|Consumers rate Facebook|
Under an agreement with California's attorney general, Facebook has agreed strengthen privacy controls for consumers who use online applications on their smartphones, tablets and other electronic devices.
“Consumers deserve to be able to make informed choices aboutmhow much personal information they want to share with others when using social apps,” said California Attorney General Kamala Harris. “We are delighted that Facebook has joined Amazon,Apple, Google, Hewlett-Packard,Microsoft, and Research in Motion to provide consumers with greater control and information about how their personal data is used. We need to protect privacy while we foster innovation.”
Harris released a letter from Facebook Chief Privacy Officer Erin Egan announcing the company's decision to adhere to the agreement.

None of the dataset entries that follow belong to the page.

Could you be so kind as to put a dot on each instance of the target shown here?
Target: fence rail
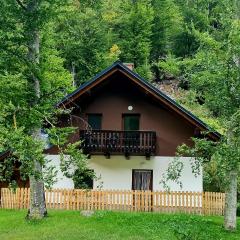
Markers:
(207, 203)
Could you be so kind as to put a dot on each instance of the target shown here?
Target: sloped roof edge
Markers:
(120, 65)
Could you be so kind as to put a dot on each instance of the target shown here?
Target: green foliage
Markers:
(105, 225)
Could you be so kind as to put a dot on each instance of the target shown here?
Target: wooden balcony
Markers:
(118, 142)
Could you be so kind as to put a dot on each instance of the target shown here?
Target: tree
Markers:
(167, 25)
(214, 74)
(26, 82)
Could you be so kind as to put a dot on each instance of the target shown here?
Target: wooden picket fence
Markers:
(207, 203)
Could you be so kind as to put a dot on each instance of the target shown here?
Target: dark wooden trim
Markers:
(100, 114)
(141, 143)
(93, 84)
(131, 114)
(168, 104)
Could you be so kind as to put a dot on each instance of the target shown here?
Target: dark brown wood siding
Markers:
(112, 98)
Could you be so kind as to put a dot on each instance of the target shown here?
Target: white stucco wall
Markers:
(62, 181)
(116, 172)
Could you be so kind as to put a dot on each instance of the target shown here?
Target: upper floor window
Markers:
(131, 122)
(95, 121)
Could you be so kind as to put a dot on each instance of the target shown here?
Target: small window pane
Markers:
(95, 121)
(83, 180)
(131, 122)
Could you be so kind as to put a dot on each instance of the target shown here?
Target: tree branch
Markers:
(21, 5)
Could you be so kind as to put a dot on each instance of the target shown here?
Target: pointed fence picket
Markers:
(206, 203)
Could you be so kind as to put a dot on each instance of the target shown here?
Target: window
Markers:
(95, 121)
(142, 179)
(83, 180)
(131, 121)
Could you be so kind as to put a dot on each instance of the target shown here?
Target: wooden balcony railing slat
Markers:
(128, 142)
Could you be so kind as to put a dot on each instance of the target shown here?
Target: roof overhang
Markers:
(138, 80)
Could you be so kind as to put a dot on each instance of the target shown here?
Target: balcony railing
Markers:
(119, 142)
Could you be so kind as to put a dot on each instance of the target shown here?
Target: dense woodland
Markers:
(49, 47)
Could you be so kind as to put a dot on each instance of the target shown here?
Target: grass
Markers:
(71, 225)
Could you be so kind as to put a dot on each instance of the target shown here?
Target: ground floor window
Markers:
(83, 180)
(142, 179)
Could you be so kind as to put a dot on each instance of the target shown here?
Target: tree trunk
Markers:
(37, 209)
(231, 202)
(73, 72)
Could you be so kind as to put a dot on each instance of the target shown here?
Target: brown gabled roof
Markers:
(156, 93)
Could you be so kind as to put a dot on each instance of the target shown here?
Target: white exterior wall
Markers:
(62, 181)
(116, 172)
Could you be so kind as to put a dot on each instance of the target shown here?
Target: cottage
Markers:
(130, 130)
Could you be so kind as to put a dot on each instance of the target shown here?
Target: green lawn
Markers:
(69, 225)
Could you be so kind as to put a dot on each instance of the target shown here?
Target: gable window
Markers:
(95, 121)
(131, 122)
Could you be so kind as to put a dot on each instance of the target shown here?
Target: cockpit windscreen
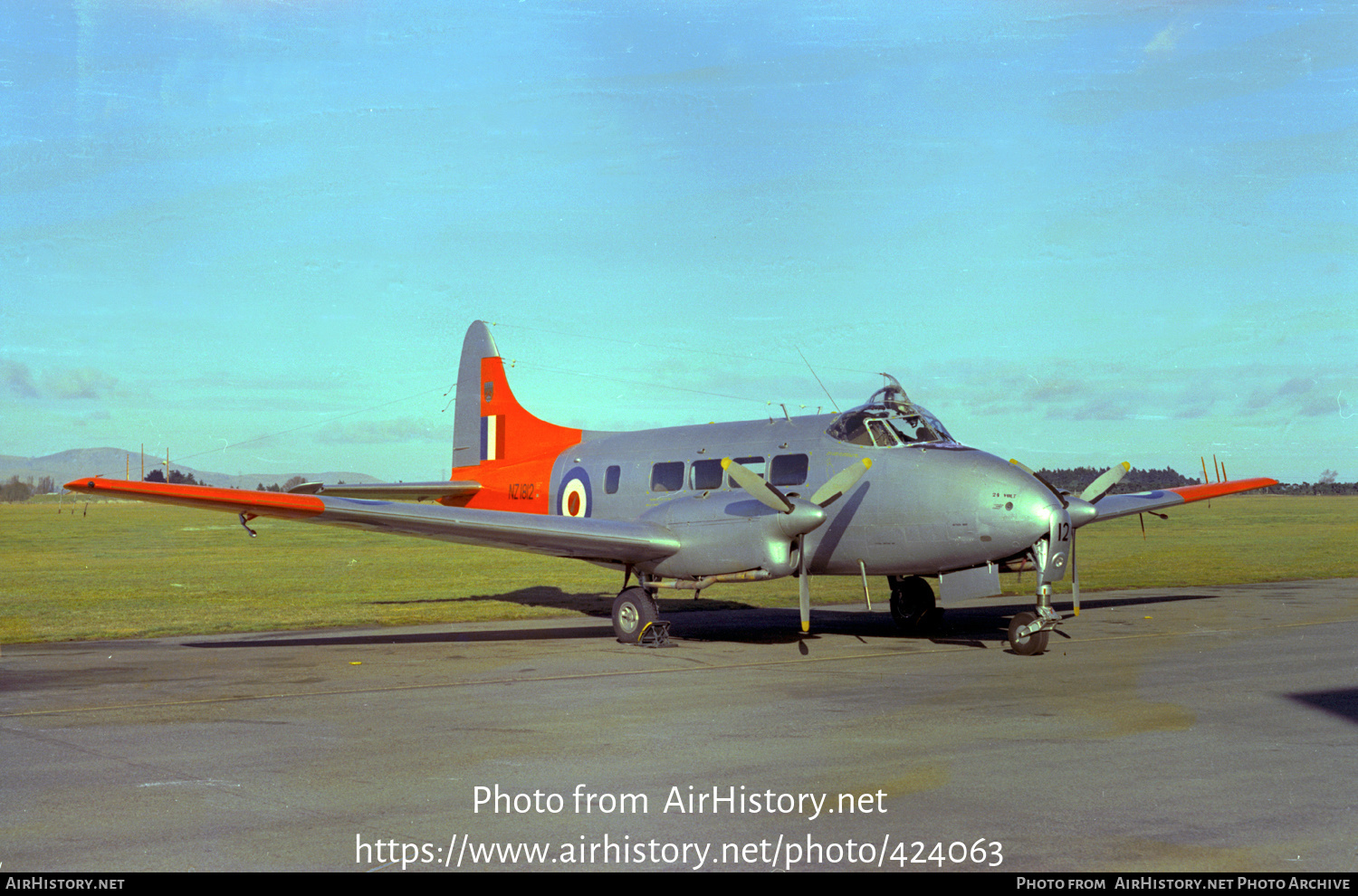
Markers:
(888, 420)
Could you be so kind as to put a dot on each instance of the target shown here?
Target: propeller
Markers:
(834, 488)
(1100, 486)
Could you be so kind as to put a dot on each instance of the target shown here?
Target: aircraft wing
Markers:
(605, 540)
(1114, 505)
(391, 491)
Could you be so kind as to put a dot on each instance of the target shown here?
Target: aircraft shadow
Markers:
(717, 621)
(1342, 703)
(587, 603)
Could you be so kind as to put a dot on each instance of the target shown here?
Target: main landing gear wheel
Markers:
(633, 610)
(1029, 645)
(913, 605)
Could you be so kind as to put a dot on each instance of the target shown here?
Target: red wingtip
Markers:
(1217, 489)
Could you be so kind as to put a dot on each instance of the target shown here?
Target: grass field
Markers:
(132, 570)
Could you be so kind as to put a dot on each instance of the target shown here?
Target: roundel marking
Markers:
(575, 497)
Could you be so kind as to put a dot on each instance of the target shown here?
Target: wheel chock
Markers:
(656, 634)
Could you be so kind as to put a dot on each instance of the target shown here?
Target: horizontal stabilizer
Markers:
(391, 491)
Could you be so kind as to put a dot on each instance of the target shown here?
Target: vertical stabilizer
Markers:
(466, 425)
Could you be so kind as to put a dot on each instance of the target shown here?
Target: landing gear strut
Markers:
(913, 607)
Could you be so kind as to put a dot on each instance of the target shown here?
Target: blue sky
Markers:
(1078, 233)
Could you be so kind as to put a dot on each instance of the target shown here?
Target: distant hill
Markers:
(113, 463)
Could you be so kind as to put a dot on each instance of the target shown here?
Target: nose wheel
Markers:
(1027, 637)
(635, 614)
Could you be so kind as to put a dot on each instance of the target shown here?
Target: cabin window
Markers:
(788, 470)
(705, 475)
(667, 477)
(754, 464)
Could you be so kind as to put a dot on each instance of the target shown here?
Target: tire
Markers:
(633, 610)
(913, 605)
(1031, 645)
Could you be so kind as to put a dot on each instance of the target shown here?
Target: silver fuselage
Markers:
(921, 510)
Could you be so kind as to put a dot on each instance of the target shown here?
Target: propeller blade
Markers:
(755, 485)
(1100, 486)
(1075, 573)
(803, 586)
(841, 482)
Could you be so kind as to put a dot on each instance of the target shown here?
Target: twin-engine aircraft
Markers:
(882, 489)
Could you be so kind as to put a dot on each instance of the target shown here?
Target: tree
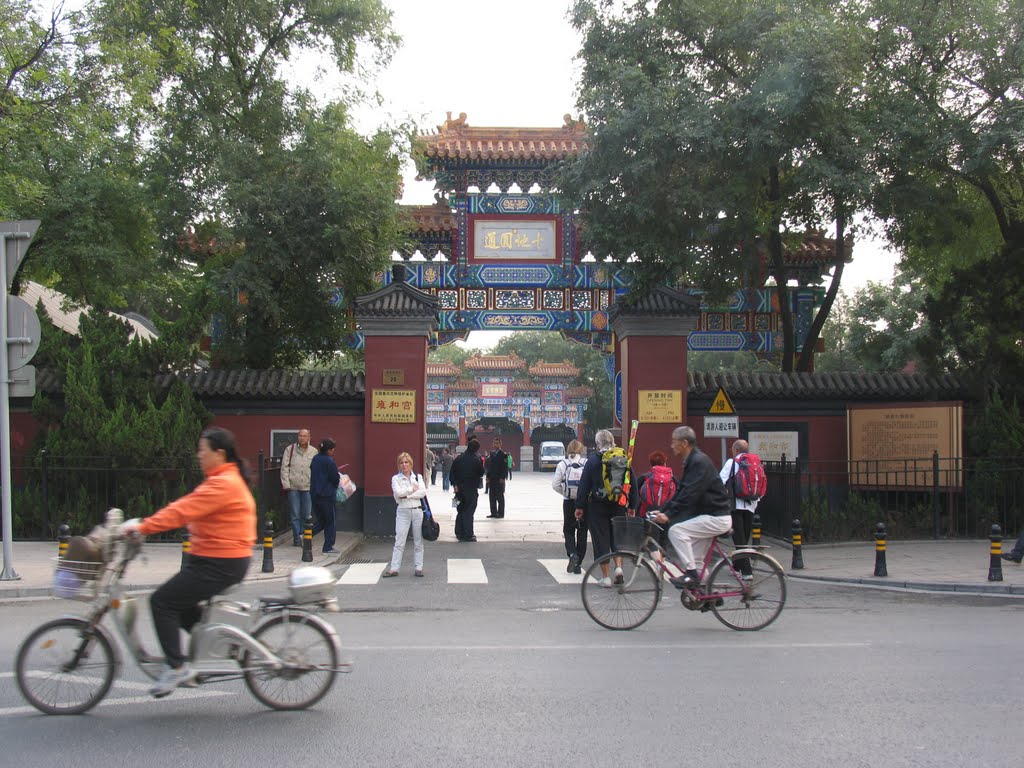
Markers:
(721, 132)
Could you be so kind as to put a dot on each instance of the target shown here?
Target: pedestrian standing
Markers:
(566, 482)
(324, 481)
(497, 469)
(467, 471)
(295, 480)
(429, 460)
(408, 488)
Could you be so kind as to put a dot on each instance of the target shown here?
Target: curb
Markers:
(13, 593)
(988, 590)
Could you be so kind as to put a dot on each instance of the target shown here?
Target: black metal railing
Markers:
(931, 498)
(48, 491)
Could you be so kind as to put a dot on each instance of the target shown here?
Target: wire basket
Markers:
(628, 534)
(77, 580)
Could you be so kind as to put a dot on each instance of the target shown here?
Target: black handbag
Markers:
(430, 527)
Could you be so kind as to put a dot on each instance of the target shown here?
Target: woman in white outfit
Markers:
(408, 488)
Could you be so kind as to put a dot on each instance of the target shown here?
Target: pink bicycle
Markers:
(741, 598)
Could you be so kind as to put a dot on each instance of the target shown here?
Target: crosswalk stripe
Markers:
(363, 572)
(469, 570)
(557, 570)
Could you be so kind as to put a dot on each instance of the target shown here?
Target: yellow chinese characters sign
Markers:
(660, 406)
(393, 406)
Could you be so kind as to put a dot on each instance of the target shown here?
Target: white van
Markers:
(551, 454)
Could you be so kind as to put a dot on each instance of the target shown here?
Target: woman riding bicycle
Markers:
(220, 515)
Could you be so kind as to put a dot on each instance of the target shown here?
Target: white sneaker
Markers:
(170, 679)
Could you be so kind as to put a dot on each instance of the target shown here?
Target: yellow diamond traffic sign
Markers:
(721, 406)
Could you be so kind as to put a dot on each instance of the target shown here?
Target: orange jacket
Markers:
(220, 514)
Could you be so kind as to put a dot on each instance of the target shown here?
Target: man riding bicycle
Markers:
(700, 509)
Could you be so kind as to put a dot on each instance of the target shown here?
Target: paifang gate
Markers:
(498, 252)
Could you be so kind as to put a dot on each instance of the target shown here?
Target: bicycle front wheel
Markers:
(625, 602)
(66, 667)
(310, 663)
(748, 604)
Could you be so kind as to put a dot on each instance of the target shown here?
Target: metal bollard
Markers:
(994, 554)
(798, 546)
(64, 536)
(880, 550)
(185, 548)
(268, 546)
(307, 539)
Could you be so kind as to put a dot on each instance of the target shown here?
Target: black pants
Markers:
(573, 530)
(175, 603)
(464, 517)
(496, 493)
(599, 514)
(742, 523)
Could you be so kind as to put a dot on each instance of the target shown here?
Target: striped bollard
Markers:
(64, 537)
(798, 546)
(307, 539)
(994, 554)
(880, 550)
(268, 546)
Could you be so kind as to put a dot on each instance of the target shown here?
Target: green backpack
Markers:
(614, 470)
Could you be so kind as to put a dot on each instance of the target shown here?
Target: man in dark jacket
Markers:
(467, 470)
(497, 468)
(700, 509)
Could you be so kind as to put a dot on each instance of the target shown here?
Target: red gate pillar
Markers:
(652, 340)
(396, 323)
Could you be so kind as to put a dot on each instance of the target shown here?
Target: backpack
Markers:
(614, 469)
(749, 479)
(657, 489)
(573, 471)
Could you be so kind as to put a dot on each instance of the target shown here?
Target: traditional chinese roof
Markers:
(456, 139)
(564, 369)
(495, 363)
(442, 369)
(579, 393)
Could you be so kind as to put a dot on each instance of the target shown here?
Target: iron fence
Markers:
(48, 491)
(933, 498)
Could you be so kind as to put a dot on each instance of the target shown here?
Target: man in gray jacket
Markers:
(295, 480)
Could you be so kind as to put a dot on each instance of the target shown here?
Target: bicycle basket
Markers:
(628, 534)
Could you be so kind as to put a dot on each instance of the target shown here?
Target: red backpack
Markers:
(657, 489)
(749, 479)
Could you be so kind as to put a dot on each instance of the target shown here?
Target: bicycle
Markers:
(286, 653)
(740, 603)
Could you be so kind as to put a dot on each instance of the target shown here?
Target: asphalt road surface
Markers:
(510, 671)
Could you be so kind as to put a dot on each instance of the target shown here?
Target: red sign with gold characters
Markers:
(393, 407)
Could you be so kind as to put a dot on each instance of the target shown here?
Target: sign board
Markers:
(721, 426)
(659, 406)
(722, 404)
(393, 407)
(23, 332)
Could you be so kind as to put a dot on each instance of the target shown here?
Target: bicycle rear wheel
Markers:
(626, 605)
(311, 657)
(66, 667)
(748, 605)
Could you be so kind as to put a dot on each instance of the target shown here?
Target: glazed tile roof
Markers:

“As you know, the Joint Statement’s principles embodied essential protections for Californians and others who use mobile apps by encouraging companies that provide mobile app markets to give developers the ability to provide a link to their privacy policies and to display those links along with other app details,” Egan wrote. “As we built the App Center, we were guided by the principles contained in the Joint Statement.”
11 year effort
The agreement recognizes the Facebook App Center’s role as a clearinghouse for a variety of social apps, Harris said.
As it rapidly grew over the past few years, Facebook has faced some privacy-related lawsuits. In 2010 the company was sued over changes made to Facebook's privacy settings in late 2009, when the company changed the default setting for scores of user information to public.
As a result, users' names, photos, and friend lists all became available for everyone to see, even if the user had previously specified that only her friends could view it. In order to make the information private again, the user had to affirmatively go in and change the settings back.
The company also settled Federal Trade Commission charges last year that it wrongly divulged users private information.